Why did the EPA go this route? It had no good alternatives. If the EPA were to repeal the Clean Power Plan on policy grounds, it would have a hard time defending a decision to do nothing on carbon pollution from power plants. If the EPA were to rescind only parts of the Clean Power Plan and leave other parts in place, or even propose an alternative regulation, it would disappoint its allies in the coal industry who want no federal regulation.
So, the EPA decided to use a legal argument to escape the dilemma–one intended to short-circuit the judicial process, and one that is irrevocably tainted by a conflict of interest. Meanwhile, coal and gas plants continue to enjoy the extraordinary right to emit unlimited amounts of carbon pollution into the atmosphere, unregulated by any federal law.
Lest there be any doubt, the EPA’s right and obligation to regulate carbon emissions under the Clean Air Act—an act of Congress—stands on firm scientific and legal ground. A 2007 Supreme Court ruling, followed by EPA’s Endangerment finding and Cause or Contribute finding clearly establish that the agency must act to curtail carbon emissions from major sources. The obligation to curtail power plant carbon emissions was further reaffirmed in a 2011 Supreme Court ruling. Administrator Pruitt knows this. Yet, even as the latest climate science indicates increasing urgency to act to limit costly and harmful impacts of climate change, Mr. Pruitt, in a gross dereliction of duty, is using every possible machination to delay action.
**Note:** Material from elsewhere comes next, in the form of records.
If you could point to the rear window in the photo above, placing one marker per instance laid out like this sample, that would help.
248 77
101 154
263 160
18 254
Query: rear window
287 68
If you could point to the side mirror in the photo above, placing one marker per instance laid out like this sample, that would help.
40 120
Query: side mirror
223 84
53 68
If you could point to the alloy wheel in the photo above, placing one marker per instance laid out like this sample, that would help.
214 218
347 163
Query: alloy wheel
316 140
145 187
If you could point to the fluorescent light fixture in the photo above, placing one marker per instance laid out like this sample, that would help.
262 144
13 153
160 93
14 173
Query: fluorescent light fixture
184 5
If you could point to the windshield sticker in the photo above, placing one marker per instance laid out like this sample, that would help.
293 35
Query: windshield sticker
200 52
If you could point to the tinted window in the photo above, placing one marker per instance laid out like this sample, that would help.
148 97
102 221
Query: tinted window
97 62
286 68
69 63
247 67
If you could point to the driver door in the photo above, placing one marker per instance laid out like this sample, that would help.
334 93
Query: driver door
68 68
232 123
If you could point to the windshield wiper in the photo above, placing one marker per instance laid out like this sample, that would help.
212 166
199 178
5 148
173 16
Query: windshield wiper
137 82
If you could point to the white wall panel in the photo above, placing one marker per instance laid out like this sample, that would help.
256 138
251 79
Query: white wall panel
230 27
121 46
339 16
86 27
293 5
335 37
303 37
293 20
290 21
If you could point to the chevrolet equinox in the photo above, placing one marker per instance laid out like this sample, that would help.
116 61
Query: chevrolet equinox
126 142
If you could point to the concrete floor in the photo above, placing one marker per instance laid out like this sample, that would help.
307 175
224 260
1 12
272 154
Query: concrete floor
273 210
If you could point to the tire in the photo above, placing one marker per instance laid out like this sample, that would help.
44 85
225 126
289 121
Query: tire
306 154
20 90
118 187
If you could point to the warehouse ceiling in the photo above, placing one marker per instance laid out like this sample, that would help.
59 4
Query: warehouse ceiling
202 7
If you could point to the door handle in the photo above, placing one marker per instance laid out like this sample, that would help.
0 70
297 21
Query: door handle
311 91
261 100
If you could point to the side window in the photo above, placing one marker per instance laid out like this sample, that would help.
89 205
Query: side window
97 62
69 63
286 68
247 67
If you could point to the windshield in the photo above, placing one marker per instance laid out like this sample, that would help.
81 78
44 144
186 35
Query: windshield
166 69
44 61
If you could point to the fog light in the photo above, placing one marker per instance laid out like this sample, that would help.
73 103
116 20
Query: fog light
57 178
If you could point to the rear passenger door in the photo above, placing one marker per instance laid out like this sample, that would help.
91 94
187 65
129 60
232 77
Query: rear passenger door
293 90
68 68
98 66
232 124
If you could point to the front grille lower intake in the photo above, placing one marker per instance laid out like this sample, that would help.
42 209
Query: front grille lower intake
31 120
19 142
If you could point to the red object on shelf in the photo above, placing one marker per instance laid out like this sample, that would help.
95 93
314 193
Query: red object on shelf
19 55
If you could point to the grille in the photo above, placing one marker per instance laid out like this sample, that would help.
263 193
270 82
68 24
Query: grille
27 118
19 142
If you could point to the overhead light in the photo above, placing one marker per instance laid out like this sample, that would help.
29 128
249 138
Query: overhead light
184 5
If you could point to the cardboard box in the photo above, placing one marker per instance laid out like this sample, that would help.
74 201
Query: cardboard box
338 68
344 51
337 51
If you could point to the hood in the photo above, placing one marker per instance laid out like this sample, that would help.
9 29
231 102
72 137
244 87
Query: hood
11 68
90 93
What now? The EPA’s announcement is the start, not the end of the process. We must continue to make the case for lowering carbon pollution from power plants and accelerating the transition to clean energy, and put Pruitt’s EPA through the wringer for abandoning this key tool. At the same time, we must push for actions by states, cities, businesses, and others to accelerate the transition to clean energy, regardless of what EPA ultimately does. And finally, one hopes that the DC Circuit Court of Appeals, which still has jurisdiction over this case, sees through this gambit and does its job—decide this legal dispute once and for all, the sooner, the better.